Le management au féminin

Existe-t-il un style de management féminin ? Extrait d’un article des Echos

La question n'est pas politiquement correcte, même si elle se pose de plus en plus souvent depuis une dizaine d'années. Cette méfiance est justifiée : d'une part, parce que le risque est grand de faire l'amalgame entre qualités féminines et femmes, ou qualités masculines et hommes, alors que chacun d'entre nous, quel que soit son sexe, peut posséder ces atouts. D'autre part, parce qu'affirmer que les femmes possèdent un style particulier _ reposant, par exemple, sur une capacité d'écoute et de dialogue plus importante _ ne leur rend pas forcément service : l'exploitation de ces stéréotypes risque de pousser les entreprises à les cantonner dans les postes de direction des relations humaines ou de la communication.

Mais d’abord, qu’est-ce qu’un « style de management féminin » ? Au risque de caricaturer, il s’agit d’un ensemble de qualités (ou de défauts) pouvant se résumer ainsi : les femmes sont plus concrètes et moins conceptuelles ; elles préfèrent le dialogue à l’autorité, et les réseaux horizontaux aux hiérarchies verticales ; elles sont « process-oriented » plutôt que « goal-oriented » ; elles utilisent une logique inductive plutôt que déductive ; enfin, elles sont moins sûres d’elles que les hommes et dotées d’une conception de la loyauté qui les pousse à rester trop longtemps dans le même poste.

Ces différences de style, si elles existent, ont-elles des conséquences mesurables ? Des chercheurs américains n’ont pas hésité à analyser les résultats financiers obtenus par les entreprises dirigées par des femmes. Le résultat surprend : les sociétés les plus féminisées obtenaient, en moyenne, un taux de rendement des capitaux propres plus élevé de 35,1 % et un rendement global pour l’actionnaire supérieur de 34 %.

En France, une recherche réalisée par la société de renseignements économique SCRL pour le magazine « L’Entreprise » a montré en 1996 que la rentabilité des PME (15 à 75 millions d’euros de chiffre d’affaires) dirigées par des femmes était presque trois fois supérieure à la moyenne, tout comme la croissance de leurs ventes.

S’il ne fait plus de doute que la mixité est dans les entreprises un facteur de performance, ces études présentent néanmoins une limite : elles mettent en évidence une corrélation, et non une causalité. Les auteurs n’ont pas comparé les résultats financiers des entreprises dirigées par des femmes avec la performance moyenne dans leurs secteurs. Et même en supposant qu’un lien de causalité puisse être établi, les chiffres ne disent pas que les femmes sont dans l’absolu de meilleurs managers que les hommes, mais que celles qui se hissent à ce niveau sont meilleures que la moyenne des hommes.

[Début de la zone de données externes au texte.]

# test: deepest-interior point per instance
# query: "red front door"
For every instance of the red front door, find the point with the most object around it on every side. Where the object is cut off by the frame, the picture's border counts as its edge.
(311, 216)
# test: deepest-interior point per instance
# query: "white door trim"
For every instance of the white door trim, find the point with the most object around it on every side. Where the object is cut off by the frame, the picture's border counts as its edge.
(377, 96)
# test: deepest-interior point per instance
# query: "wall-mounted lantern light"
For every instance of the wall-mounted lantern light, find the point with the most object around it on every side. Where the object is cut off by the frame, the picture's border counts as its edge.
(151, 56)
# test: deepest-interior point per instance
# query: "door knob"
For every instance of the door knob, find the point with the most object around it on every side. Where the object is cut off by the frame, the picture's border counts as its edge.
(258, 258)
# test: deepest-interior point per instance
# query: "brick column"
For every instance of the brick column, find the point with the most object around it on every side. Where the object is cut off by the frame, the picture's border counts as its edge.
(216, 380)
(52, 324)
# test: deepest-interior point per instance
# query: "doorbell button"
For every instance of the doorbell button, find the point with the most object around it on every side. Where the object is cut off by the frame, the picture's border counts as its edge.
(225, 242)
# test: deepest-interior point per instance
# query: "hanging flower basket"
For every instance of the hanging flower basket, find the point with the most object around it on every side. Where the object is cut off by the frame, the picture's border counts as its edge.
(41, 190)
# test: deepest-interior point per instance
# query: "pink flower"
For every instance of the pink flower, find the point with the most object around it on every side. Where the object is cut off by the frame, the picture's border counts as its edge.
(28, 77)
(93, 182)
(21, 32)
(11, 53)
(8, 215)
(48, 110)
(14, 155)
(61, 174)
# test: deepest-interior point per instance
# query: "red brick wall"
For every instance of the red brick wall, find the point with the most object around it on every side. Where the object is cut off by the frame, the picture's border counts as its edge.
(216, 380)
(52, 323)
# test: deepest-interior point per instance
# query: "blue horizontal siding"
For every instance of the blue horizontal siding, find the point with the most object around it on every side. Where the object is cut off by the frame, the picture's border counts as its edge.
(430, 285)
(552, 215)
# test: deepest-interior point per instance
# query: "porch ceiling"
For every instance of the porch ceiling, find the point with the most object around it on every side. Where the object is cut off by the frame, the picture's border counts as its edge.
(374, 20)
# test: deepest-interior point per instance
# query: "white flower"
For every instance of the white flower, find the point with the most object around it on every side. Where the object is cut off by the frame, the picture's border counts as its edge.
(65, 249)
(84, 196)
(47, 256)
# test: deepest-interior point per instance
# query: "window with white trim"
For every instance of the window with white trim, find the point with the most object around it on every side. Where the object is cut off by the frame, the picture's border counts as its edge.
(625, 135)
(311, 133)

Et pour cause : il existe un biais de sélection. Les dirigeantes présentes dans les classements ont été sursélectionnées. Tous les recruteurs l’admettent : à compétences et diplômes identiques, et sauf demande expresse du client, les hommes sont généralement choisis de préférence aux femmes. Pour qu’une femme remporte le match, et brise le fameux « plafond de verre », elle doit faire de très loin la différence.

Reste à savoir si la montée en puissance des femmes et des valeurs féminines est destinée à se poursuivre. Pour la majorité des observateurs, cela ne fait aucun doute : les entreprises ont besoin d’un leadership qui s’éloigne de plus en plus du modèle paternaliste. Mais un autre courant prône que dans un contexte de lutte pour la survie _ le monde des affaires est de plus en plus dur, les réductions d’effectifs de plus en plus nombreuses _ c’est le style masculin, plus militaire, plus brutal, plus fortement doté en « killer instinct », qui prend le dessus. La vérité, comme toujours, se situe à mi-chemin : en période difficile, l’enrichissement mutuel est vital. Les hommes peuvent aider les femmes à devenir plus directes, sûres d’elles-mêmes et tournées vers l’action, tandis que les femmes peuvent apporter aux hommes des capacités telles que l’écoute, l’expression des émotions et la recherche de l’intérêt collectif.